Here's the deal. Right after President Obama was elected, we had the sudden appearance of a large rabble rousing mass of almost exclusively white folks who claimed to be the intellectual descendants of the patriots who dumped British tea in the Boston Harbor as a protest against the tax on tea in the 1760s/70s.

THey used phrases like they were "taking back America" and "reloading" and carrying signs showing the President as a monkey or a communist or Hitler or any other number of things.

Instead of fading away, they've grown in strength and at this point in time have far too much control over the Republican party.

Now, a grassroots movement like this advocating similar means of apparently forced, violent change from the Left and the "Tea Party of the Right" goes bonkers about it.

Me? I think both are bullshit. We a have system. It's worked phenomenonally well since 1787. We should continue to use it, with (as you state) less partisanship and bickering.

We have an excellent commentator here in the US whose name is David Gergen. He recently wrote an essay on how despite our differences in the past, Americans always believed in the fundamental ability of government to lead. May not be efficient. May not always work perfectly. But it functioned.

We seem to have lost that faith. And that is big trouble for us, and the rest of the world.

Trust me when I say you don't want a "Tea Party" of either variety with their hands on the nuclear codes.
 
#13
The Tea party assembles peacefully asking for govenment responsibility. This idiot Lerner is asking for the collapse of the US economy. There is no comparrison. Are you over doing your medication again Jeff? 500 people were arrested in NYC on Friday for carrying out his plan.
 

Jeff Young

Bronze Supporter
#15
Causing a collapse? You mean like the horde of Republicans who seem to think it is ok to crash the economy in order to ensure that President Obama fails? The ones who thought threatening a default on our debt obligations was a viable political tactic?

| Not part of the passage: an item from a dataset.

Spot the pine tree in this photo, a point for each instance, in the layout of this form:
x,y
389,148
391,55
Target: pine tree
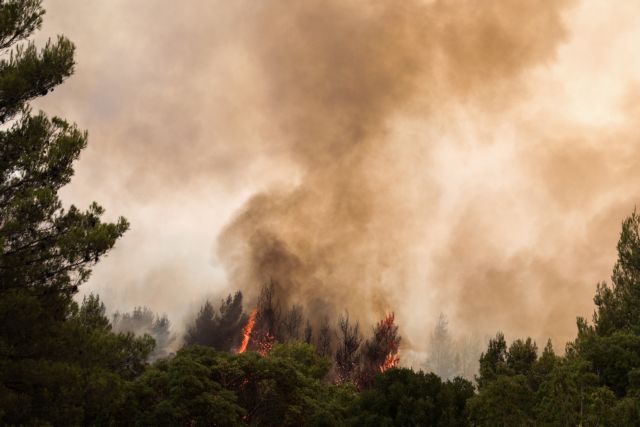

There's no difference between these two movements other than what side of the fence they are on. The fact that you can't see that because you can't see over YOUR fence....can't help you there Al.
 
#19
Causing a collapse? You mean like the horde of Republicans who seem to think it is ok to crash the economy in order to ensure that President Obama fails? The ones who thought threatening a default on our debt obligations was a viable political tactic?

There's no difference between these two movements other than what side of the fence they are on. The fact that you can't see that because you can't see over YOUR fence....can't help you there Al.
And it wasn't about Obama, it was about runaway spending and responsibility. Obama will sink himself.
 

Nick

Bronze Supporter
#20
And it wasn't about Obama, it was about runaway spending and responsibility. Obama will sink himself.
Al,

The problem is Al can you and your comrades really put you hand on hearts and say you would be glad if Obama solved all your countries problems and in doing so secured a second term in office.

Before you ask admittedly for the first time I really want the Conservative government in the UK to succeed even though it will be at the cost of the Liberal party because the problems we face and need to be solved are now far more important than party politics.